In terms of characters, I really did like Jeremy. I feel as though he was the most relatable characters, and he was definitely my favourite. Whilst his development throughout the book was rather minimal, we did see him come out of his comfort zone, and make friends, which was really nice to see. However, his character definitely wasn’t original; he is like many protagonist in many YA novels, only working to keep his new and few friends happy.

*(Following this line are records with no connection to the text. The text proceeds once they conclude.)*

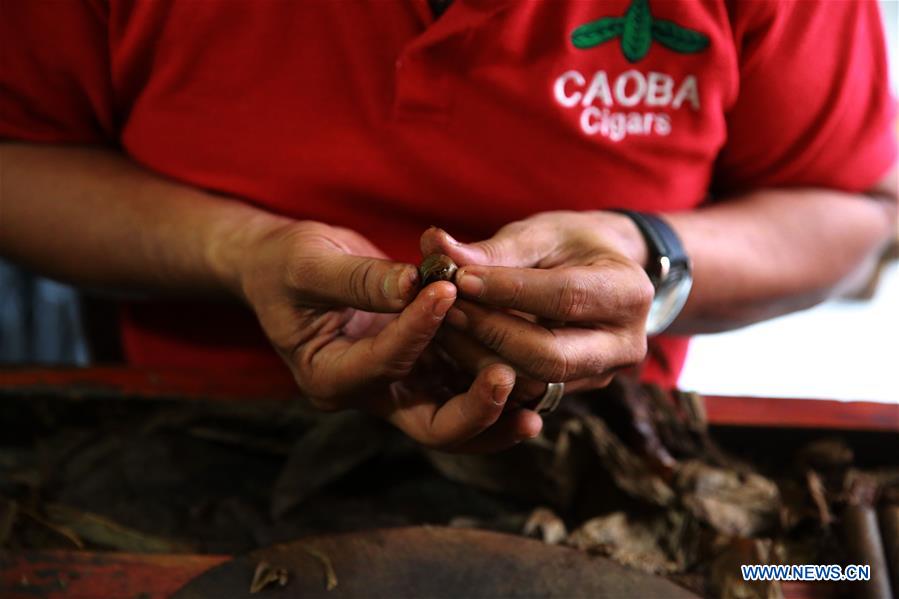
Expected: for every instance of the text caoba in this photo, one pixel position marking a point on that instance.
(600, 101)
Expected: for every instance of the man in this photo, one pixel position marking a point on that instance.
(290, 154)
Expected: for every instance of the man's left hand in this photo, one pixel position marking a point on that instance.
(561, 297)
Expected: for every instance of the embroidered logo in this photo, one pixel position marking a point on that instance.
(637, 30)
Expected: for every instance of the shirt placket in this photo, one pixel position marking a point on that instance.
(422, 82)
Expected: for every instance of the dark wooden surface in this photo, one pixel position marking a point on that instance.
(100, 575)
(89, 575)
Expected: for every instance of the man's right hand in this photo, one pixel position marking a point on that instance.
(351, 325)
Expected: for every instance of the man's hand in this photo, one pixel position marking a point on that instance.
(561, 297)
(327, 299)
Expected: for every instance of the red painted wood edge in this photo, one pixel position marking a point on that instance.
(121, 382)
(85, 575)
(802, 413)
(277, 385)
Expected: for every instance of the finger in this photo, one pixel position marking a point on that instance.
(513, 427)
(471, 356)
(342, 366)
(462, 416)
(612, 292)
(370, 284)
(506, 248)
(549, 355)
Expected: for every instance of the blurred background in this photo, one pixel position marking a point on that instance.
(843, 349)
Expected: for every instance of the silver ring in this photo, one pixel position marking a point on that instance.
(550, 400)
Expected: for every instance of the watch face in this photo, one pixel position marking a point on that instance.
(670, 298)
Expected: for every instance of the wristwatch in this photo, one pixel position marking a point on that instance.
(668, 268)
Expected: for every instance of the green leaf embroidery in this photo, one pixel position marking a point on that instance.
(677, 38)
(596, 32)
(637, 35)
(637, 30)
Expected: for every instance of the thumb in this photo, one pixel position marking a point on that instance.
(370, 284)
(506, 248)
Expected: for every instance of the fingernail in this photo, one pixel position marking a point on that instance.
(457, 318)
(471, 285)
(442, 305)
(500, 394)
(451, 239)
(399, 284)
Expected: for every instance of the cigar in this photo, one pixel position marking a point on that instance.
(889, 530)
(865, 546)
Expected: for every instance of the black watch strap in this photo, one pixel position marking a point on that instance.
(661, 240)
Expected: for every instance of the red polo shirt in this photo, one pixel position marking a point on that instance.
(374, 116)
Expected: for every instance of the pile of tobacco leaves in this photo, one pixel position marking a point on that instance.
(629, 472)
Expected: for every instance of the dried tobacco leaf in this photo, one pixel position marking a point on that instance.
(630, 473)
(725, 577)
(106, 533)
(819, 497)
(545, 525)
(266, 575)
(633, 543)
(733, 503)
(330, 575)
(334, 447)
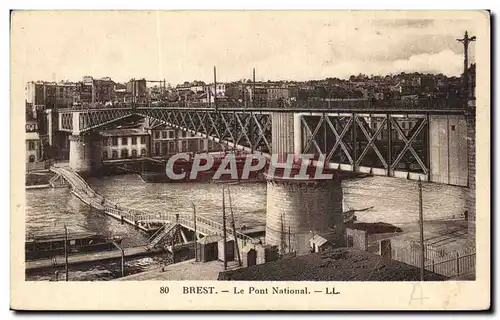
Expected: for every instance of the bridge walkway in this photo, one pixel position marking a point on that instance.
(138, 218)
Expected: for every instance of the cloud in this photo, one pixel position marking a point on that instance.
(446, 62)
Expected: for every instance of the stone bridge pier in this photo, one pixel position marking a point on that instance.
(298, 209)
(80, 153)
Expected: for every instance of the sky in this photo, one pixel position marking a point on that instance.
(184, 46)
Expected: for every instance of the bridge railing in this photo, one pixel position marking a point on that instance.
(427, 103)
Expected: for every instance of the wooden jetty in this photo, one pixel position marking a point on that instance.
(82, 258)
(138, 218)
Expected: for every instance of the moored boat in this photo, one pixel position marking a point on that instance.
(52, 244)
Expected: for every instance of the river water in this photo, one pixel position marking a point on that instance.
(394, 201)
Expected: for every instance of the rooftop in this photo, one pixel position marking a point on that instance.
(123, 132)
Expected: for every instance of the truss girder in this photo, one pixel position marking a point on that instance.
(249, 129)
(366, 140)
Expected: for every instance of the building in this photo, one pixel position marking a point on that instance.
(33, 142)
(277, 93)
(84, 92)
(220, 90)
(137, 91)
(124, 143)
(103, 90)
(35, 93)
(166, 141)
(51, 94)
(193, 91)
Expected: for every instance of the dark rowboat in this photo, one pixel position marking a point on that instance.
(52, 244)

Sebby, on the other hand, was annoying at the beginning, and downright awful at the end. I really didn’t like Sebby at all, and always felt like he was quite selfish; he isn’t exactly kind or loving towards anyone except when he himself is troubled. He also plays on Jeremy’s naivety and calls it love. He is insensitive and callous with those he loves, and – in my opinion – a heartless demeanour is evident from the very beginning if you look closely, and really scrutinise his actions.
Finally, Mira. Not much happens to Mira at all, and she’s definitely less of a main character than the two boys. I feel as though she was used only as a device to introduce other characters, who happens to have depression. This is unfortunate, because it feels as though Scelsa introduced this theme of mental health just because, and – if she did mean for it to be a big part of the story – it wasn’t played up enough. Frankly, Mira very rarely furthered the story in any way, nor did her character develop much, either.
Overall, I feel as though this book could have been a lot better, despite it being rather enjoyable as a whole. Perhaps it simply wasn’t for me, but I doubt I will recommend this to many people.
(Disclaimer: I received an ARC of this book from NetGalley in exchange for an honest review. I would like to send a big thank you to NetGalley for this book, and also to everyone at Pan Macmillan, as well as Kate Scelsa herself.)